Receive a weekly summary and discussion of the top papers of the week by leading researchers in the field.

In BMC medical informatics and decision making ; h5-index 38.0

In recent years, relation extraction on unstructured texts has become an important task in medical research. However, relation extraction requires a large amount of labeled corpus, manually annotating sequences is time consuming and expensive. Therefore, efficient and economical methods for annotating sequences are required to ensure the performance of relational extraction.

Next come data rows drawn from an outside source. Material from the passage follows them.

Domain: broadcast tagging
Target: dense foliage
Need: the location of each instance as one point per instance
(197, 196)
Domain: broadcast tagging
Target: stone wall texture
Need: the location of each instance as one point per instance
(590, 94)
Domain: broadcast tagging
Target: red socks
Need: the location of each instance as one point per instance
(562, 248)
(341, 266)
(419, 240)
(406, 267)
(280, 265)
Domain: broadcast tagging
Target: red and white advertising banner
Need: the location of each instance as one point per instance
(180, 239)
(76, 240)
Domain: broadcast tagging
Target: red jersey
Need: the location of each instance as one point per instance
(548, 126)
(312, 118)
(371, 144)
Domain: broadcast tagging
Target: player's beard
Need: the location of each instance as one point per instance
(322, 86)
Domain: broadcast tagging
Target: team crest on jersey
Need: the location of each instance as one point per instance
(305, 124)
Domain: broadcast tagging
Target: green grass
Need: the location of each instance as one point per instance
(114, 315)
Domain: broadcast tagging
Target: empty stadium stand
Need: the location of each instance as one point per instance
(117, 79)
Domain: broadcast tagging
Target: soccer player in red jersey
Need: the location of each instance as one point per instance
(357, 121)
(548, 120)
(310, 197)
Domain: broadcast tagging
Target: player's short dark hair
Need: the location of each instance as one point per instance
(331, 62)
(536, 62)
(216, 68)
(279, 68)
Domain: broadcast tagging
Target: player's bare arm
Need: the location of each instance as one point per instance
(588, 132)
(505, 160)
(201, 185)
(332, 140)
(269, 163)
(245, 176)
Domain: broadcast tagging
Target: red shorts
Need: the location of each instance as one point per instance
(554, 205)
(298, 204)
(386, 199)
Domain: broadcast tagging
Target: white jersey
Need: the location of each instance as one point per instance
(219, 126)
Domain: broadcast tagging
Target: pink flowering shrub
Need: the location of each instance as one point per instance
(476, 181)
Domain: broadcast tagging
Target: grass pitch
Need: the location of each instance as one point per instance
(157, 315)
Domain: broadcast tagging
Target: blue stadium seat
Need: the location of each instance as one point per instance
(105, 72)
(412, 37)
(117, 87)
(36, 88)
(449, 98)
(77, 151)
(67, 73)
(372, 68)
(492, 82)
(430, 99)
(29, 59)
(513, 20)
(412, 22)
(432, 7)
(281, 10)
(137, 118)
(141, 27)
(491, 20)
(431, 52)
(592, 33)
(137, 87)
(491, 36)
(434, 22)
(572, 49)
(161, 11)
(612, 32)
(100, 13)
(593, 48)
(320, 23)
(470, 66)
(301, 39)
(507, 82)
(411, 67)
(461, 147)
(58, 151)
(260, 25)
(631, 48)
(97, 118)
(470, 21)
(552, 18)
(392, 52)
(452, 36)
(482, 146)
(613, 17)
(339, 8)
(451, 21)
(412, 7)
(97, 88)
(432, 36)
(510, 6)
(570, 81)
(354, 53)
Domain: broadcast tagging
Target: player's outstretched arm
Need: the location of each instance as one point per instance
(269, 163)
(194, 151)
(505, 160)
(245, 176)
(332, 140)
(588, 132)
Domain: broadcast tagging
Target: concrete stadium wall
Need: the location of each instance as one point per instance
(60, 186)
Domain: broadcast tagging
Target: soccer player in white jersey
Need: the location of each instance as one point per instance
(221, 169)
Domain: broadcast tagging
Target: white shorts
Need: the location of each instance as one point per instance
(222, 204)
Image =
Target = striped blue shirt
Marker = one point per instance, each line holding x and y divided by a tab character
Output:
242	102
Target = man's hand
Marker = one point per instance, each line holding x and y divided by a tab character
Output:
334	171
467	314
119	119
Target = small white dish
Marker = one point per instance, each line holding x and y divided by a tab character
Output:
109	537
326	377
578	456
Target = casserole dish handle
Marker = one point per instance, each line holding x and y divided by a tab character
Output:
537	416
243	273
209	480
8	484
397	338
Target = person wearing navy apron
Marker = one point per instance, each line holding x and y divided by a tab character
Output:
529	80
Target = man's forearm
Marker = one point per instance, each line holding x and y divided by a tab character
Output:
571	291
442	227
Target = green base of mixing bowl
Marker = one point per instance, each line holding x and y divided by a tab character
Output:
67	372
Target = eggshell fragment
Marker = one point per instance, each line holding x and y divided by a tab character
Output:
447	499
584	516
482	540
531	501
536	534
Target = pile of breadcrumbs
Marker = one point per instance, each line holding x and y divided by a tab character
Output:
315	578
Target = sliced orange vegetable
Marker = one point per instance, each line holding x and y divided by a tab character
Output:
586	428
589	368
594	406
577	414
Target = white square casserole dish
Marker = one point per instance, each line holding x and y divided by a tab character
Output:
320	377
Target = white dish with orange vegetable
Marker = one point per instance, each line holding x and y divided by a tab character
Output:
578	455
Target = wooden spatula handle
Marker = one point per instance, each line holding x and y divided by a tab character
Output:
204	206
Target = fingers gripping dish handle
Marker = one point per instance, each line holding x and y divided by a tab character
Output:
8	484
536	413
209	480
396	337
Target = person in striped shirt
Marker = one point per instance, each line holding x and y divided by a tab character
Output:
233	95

This paper proposes a method of subsequence and distant supervision based active learning. The method is annotated by selecting information-rich subsequences as a sampling unit instead of the full sentences in traditional active learning. Additionally, the method saves the labeled subsequence texts and their corresponding labels in a dictionary which is continuously updated and maintained, and pre-labels the unlabeled set through text matching based on the idea of distant supervision. Finally, the method combines a Chinese-RoBERTa-CRF model for relation extraction in Chinese medical texts. Experimental results test on the CMeIE dataset achieves the best performance compared to existing methods. And the best F1 value obtained between different sampling strategies is 55.96%.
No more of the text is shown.